Кузен резко перевел на меня взгляд, и его глаза широко раскрылись.
– Да? – оживился он и вновь сел в гамаке.
Я закивал, и Франсуа, встав на ноги, быстро накинул рубашку на шнуровке, распущенную, как и у меня.
Корабль уже миновал приглянувшийся мне дикий утес и уверенно шел к порту.
– Как граф Готье? – спросил Франсуа, опираясь о борт, заглядываясь на светлеющий вдалеке город.
Я пожал плечами.
– С каких пор ты так называешь родного дядю? – спросил я.
Франсуа свел брови, глядя на меня, а я сделал вид, что не понимаю причину его внезапного смущения.
– Он с тобой не говорил?

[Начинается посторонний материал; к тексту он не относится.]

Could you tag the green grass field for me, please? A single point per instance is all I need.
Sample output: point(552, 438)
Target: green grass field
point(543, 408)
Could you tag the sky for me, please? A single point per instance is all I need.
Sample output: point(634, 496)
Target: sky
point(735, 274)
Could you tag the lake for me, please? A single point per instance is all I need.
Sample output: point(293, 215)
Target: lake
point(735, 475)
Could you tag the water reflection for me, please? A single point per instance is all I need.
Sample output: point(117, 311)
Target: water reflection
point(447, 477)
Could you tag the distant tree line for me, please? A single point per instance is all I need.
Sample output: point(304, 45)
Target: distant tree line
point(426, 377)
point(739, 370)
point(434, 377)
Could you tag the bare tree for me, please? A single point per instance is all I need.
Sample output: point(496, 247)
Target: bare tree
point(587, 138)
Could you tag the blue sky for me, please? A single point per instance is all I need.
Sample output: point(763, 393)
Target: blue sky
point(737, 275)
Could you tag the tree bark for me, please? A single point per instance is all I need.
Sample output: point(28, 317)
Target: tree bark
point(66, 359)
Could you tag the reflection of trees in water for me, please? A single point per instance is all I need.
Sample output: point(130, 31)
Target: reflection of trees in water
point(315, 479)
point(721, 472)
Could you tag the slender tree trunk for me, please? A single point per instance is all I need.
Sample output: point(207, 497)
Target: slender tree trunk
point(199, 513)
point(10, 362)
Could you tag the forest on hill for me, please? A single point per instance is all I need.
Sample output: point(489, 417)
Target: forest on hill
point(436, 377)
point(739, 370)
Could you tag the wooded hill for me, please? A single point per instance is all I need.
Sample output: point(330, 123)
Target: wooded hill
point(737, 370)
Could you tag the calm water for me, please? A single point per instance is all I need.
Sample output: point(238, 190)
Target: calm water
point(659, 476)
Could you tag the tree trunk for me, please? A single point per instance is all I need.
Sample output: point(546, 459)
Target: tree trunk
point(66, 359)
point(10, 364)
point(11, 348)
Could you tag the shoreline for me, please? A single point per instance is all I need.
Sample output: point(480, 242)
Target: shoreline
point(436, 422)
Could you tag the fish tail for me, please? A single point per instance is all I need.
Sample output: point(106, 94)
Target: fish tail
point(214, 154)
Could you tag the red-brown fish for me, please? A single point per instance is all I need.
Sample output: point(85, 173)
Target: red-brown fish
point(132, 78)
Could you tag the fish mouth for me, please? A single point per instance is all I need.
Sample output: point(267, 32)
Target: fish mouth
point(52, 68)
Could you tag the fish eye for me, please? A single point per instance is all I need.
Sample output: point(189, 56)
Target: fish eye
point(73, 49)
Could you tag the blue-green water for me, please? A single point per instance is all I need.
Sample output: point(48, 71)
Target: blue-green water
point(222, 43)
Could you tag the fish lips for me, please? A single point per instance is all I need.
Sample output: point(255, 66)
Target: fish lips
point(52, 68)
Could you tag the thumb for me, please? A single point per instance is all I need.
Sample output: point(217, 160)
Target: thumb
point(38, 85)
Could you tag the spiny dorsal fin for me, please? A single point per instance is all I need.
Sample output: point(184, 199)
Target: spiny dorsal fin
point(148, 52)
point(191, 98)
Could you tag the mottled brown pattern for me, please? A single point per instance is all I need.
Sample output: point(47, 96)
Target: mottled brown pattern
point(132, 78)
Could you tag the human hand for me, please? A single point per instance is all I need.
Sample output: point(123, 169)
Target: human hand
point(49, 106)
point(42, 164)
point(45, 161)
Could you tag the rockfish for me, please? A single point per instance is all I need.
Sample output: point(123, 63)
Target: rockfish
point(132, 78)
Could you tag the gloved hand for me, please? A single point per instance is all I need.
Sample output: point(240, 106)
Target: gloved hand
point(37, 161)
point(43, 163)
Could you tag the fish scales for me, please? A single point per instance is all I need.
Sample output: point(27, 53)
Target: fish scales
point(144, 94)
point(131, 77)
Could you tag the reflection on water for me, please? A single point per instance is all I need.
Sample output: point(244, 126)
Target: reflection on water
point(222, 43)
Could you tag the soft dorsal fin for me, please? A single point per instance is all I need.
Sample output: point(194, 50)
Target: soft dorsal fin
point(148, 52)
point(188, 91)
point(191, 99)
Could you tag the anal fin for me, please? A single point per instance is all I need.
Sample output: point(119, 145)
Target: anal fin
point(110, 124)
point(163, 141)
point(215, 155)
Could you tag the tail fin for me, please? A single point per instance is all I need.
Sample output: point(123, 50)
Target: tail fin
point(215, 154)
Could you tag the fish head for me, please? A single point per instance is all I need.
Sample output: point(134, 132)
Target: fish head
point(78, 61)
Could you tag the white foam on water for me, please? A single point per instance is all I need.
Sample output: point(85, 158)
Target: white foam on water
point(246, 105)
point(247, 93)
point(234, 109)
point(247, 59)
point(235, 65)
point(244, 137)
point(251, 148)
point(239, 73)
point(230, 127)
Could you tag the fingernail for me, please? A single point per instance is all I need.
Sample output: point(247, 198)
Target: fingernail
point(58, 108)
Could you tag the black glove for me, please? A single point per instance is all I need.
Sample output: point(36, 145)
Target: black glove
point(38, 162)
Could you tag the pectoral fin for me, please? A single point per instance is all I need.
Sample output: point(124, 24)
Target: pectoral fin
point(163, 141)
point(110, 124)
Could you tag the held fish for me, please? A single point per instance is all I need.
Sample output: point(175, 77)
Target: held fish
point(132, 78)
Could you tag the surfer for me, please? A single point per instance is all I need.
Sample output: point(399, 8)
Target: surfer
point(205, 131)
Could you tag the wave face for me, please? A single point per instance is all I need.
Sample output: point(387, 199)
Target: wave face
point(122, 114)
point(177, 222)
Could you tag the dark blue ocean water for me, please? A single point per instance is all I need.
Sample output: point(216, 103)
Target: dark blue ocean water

О тете Арабель? – спросил кузен.
Меньше всего на свете я хотел не то что говорить, но даже вспоминать о покойной тете Арабель. Моей силы воли не хватало, чтобы сдержать мурашки, которые выступали на моей коже от одного только воспоминания об этой женщине, с которой я имел несчастье быть в родственной связи.
Невольно обхватив себя поперек туловища, я глубоко вдохнул морской воздух, несущийся буйными ветрами со всех сторон. Это чуть помогло совладать с воспоминаниями об этой Арабель.
– Упокой Господь ее душу, – произнес я, перекрестившись, как полагается католику, и помотал головой, как будто бы не был в курсе ни о каких секретах своего кузена.
Франсуа поджал губы, явно не желая продолжать этот разговор без моего отца.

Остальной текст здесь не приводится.